Inigo wants you to know that he’s back, that he can explain away his behavior, shift blame to others, and that he’s going to somehow dazzle the art world with his brilliance again. The Vanity Fair story seems to be an attempt at a charm offensive but the story is spectacularly tone deaf, the product of a self-deluded conman collaborating with an extremely gullible journalist. Judge for yourself. Here are a few of Philbrick’s claims or comments:
Philbrick was shocked to realize how few of the folks he met in prison had any “conception of what an art dealer does”
“‘I would never have had an offshore company nor an art-backed loan had I not met Robert Newland,’ Philbrick says.”
“‘By no means am I blameless, but the people I was partnered with were all seeking an edge,’ he says.”
“Among the documents he left behind were spreadsheets showing the dizzying positions each investor owned in the various percentages of the oversold art, along with a handwritten note that read, according to the government’s sentencing memorandum, ‘How to fuck them?’ Philbrick says the note was in Newland’s handwriting, but Newland’s attorney Burlingame calls this claim ‘false (and ridiculous) […]’”
“‘I was traveling on my US passport, hardly a fugitive,’ insists Philbrick. The Justice Department, which considered him one in April 2020, disagrees.”
“‘I’m 36, still a young man, and a second act is going to require my having been up front and sincere, but also not a martyr,’ he says.'“
“‘Of course, I did things the wrong way,’ says Philbrick. ‘But creatively and with the best of intentions. I’ll have to tick the box for the felony. But I believe the art world is sophisticated enough to understand that I wasn’t Bernie Madoff (who never made an actual investment).’”

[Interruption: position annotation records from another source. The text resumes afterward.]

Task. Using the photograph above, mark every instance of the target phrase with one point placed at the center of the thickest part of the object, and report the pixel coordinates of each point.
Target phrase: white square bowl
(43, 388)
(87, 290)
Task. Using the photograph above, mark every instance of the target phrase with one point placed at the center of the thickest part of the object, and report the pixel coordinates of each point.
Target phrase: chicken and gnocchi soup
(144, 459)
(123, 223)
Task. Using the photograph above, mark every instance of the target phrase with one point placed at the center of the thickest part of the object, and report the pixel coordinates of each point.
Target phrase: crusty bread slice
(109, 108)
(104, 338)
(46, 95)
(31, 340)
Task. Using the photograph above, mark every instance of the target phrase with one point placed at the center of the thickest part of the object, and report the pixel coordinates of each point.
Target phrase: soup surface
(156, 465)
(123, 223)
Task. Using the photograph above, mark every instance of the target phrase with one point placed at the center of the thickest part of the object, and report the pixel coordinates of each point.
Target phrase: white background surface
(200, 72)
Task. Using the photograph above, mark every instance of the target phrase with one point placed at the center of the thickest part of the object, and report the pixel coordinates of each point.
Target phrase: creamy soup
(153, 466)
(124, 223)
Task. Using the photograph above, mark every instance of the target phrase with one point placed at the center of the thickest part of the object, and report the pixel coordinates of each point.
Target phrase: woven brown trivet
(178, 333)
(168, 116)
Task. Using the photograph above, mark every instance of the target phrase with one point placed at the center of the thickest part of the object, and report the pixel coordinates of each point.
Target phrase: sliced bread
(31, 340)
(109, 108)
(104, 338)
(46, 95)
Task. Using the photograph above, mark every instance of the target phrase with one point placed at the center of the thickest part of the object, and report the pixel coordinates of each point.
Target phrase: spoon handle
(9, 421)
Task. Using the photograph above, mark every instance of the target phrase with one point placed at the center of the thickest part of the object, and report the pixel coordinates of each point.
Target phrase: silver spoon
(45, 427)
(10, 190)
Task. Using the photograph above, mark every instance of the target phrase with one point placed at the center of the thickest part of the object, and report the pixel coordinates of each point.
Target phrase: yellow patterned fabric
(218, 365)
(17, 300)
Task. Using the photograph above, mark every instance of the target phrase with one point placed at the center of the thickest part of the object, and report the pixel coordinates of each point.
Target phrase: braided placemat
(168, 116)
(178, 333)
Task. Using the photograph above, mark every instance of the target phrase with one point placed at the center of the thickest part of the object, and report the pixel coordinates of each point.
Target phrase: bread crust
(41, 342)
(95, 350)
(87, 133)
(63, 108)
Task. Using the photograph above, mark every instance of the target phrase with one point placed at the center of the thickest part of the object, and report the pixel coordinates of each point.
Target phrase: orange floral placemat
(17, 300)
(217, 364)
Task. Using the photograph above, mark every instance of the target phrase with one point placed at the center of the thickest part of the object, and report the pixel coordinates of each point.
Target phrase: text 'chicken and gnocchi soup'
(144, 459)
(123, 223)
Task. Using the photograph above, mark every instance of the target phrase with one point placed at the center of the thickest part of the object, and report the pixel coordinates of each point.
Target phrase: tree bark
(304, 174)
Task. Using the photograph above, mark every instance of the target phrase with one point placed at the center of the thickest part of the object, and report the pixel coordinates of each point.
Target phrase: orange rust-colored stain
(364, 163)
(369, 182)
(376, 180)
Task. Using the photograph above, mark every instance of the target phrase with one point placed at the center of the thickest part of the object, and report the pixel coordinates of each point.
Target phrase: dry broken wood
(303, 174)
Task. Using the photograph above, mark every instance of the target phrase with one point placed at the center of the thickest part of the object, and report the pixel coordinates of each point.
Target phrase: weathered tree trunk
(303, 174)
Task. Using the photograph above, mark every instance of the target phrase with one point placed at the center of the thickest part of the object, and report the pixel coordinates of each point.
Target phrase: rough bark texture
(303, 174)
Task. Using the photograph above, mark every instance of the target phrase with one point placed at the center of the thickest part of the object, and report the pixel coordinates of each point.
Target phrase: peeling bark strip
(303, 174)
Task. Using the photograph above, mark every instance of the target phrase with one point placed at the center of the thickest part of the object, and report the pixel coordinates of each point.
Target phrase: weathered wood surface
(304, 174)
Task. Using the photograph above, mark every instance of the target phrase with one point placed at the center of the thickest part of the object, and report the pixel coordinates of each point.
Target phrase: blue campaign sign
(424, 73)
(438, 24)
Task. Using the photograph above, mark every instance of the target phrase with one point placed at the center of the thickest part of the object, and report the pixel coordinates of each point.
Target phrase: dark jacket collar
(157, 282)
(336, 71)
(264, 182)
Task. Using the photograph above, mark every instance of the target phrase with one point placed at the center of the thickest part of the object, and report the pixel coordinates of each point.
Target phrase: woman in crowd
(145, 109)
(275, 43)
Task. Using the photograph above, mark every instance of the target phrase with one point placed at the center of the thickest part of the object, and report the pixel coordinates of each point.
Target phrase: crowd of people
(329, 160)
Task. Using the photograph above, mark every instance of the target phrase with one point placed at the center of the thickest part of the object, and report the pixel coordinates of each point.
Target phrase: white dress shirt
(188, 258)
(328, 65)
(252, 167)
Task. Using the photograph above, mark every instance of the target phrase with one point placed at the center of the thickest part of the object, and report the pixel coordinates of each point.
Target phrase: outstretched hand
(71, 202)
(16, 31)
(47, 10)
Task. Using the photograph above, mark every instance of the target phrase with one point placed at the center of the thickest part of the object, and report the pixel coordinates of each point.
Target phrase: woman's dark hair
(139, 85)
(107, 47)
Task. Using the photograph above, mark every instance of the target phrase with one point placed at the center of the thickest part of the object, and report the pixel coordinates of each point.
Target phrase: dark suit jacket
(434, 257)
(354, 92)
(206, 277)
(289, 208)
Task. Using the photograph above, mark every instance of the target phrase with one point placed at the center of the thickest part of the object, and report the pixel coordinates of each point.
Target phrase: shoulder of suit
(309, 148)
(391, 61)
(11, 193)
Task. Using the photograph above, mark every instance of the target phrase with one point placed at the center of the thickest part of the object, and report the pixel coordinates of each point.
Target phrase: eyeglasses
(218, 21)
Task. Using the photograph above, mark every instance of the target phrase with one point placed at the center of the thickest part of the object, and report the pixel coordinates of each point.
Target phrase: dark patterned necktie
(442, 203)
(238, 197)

The comparison to Madoff, a sociopath who reveled in the deception, is particularly telling. Like Madoff, Philbrick believed his victims deserved to be exploited and that their trust was evidence of his own superiority. Nothing in this Vanity Fair piece contradicts that.
As much as Philbrick wants to insist he was sincerely trying to recoup losses or that there will be revelations that can change how his actions are viewed, that’s all delusional thinking. Philbrick didn’t defraud his partners because of unexpected losses. Like Jho Low, he was a compulsive spender and needed to defraud others to pay for the ridiculous excesses. Like Michel Cohen a generation before him, the financial pressures came from his own reckless behavior.
There’s another problem with this coordinated attempt to play up Philbrick’s notoriety. His girlfriend, Victoria Baker-Harber, posted pictures from the Vanity Fair story on her Instagram profile. The comments from her 193,000 followers are obsequious. But like those Philbrick met in prison, they have no conception of what an art dealer does. Back in the claustrophobic world of art dealing, his criminality is the least of his limitations. Christopher Wool and Rudolf Stingel no longer have markets active enough for Philbrick to stage a comeback. He’s got $86 million to pay in restitution but no viable leads on art he might sell or flip even if he can convince someone to deal with him. Then there’s the current state of the market which is not favorable to a quick score. Finally, Philbrick’s been out of the game too long. He no longer has a fulcrum, an edge, on any part of the market.